日産自動車は5月28日、2023年度までの新たな4カ年計画を発表した。元会長のカルロス・ゴーン氏が1999年に打ち出した「日産リバイバルプラン(NRP)」を思い起こさせるような大規模な構造改革になる。閉鎖方針を示したスペインの工場ではさっそく激しい抗議が起きるなど前途は多難だが、内田誠CEO(最高経営責任者)は拡大路線を突き進んだ「過去との決別」に強い意志で臨む考えだ。

構造改革プランを発表した日産自動車の内田誠CEO(中央)
構造改革プランを発表した日産自動車の内田誠CEO(中央)

 「失敗を認め、正しい方向に向かうことが欠かせない」──。

 28日、構造改革計画を発表した日産の内田誠CEOはこう宣言した。新型コロナウイルスの問題が本格化する前から始まっていた販売不振により、同日発表した19年度の最終損益は6712億円の赤字。これは、ゴーン元会長が日産再建を主導し始めた1999年度と同レベルの赤字額だ。

 発表した構造改革プランの骨子は、スペインやインドネシアの工場閉鎖を通じた生産能力の縮小や車種数の削減など。事業規模を「身の丈」にあわせようというものだ。18年度に約720万台だった世界の生産能力を2割減の約540万台に縮小し、車種数も23年度までに69から55へ減らす計画だ。固定費を下げ、車種を絞ることで23年度には売上高営業利益率5%の確保を狙う。

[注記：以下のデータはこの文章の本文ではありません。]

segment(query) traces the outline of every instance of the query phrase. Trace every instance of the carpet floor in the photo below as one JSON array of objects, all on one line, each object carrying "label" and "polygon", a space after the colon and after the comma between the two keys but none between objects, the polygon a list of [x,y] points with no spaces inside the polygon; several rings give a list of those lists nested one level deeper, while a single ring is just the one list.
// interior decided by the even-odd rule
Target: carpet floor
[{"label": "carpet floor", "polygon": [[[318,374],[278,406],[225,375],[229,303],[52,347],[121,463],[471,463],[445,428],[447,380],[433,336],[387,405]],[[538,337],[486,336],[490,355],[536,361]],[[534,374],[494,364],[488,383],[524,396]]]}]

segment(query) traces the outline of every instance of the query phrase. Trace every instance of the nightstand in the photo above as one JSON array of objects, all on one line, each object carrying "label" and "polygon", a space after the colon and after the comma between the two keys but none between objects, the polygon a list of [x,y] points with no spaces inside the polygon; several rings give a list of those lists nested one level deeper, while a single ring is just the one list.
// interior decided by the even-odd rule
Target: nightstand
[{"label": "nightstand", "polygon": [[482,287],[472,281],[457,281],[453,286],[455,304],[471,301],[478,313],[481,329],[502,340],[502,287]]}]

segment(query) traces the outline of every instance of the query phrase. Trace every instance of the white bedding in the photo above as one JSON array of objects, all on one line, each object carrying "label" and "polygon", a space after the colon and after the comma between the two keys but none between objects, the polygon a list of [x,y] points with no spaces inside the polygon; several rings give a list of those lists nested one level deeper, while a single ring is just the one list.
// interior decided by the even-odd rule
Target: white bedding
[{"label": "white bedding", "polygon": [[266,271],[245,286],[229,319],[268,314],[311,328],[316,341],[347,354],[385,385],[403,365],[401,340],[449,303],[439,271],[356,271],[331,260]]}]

19年7月にも生産能力を1割減らすなどの構造改革プランを公表していたが、新型コロナの影響が色濃くなったこともあって一段と踏み込んだ内容となった。

 こうした「削減」や「縮小」といった施策は、ゴーン元会長が1999年に打ち出しその後のV字回復につなげたNRPとも共通する。当時の日産は6.6%だった世界シェアが4.8%まで低下し、有利子負債は2兆円まで膨らんでいた。無駄を絞りきり、適切な規模に収めなければ破綻は避けられなかった。

 NRPでは、大胆かつ明確な数値目標を設定して注目を集めた。日産系列のサプライヤー数を1145社から600社に減らし、村山工場や日産車体の京都工場などの閉鎖を決め、世界で約2万1000人の人員を削減するなど目標を掲げた。黒字化や利益率、有利子負債削減などの目標について、ゴーン氏は「1つでも未達成なら経営陣全員が辞任する」と宣言して背水の陣を敷き、負債を大幅に圧縮。その後は北米や新興国を中心に生産拠点を拡充し、規模を拡大し続けた。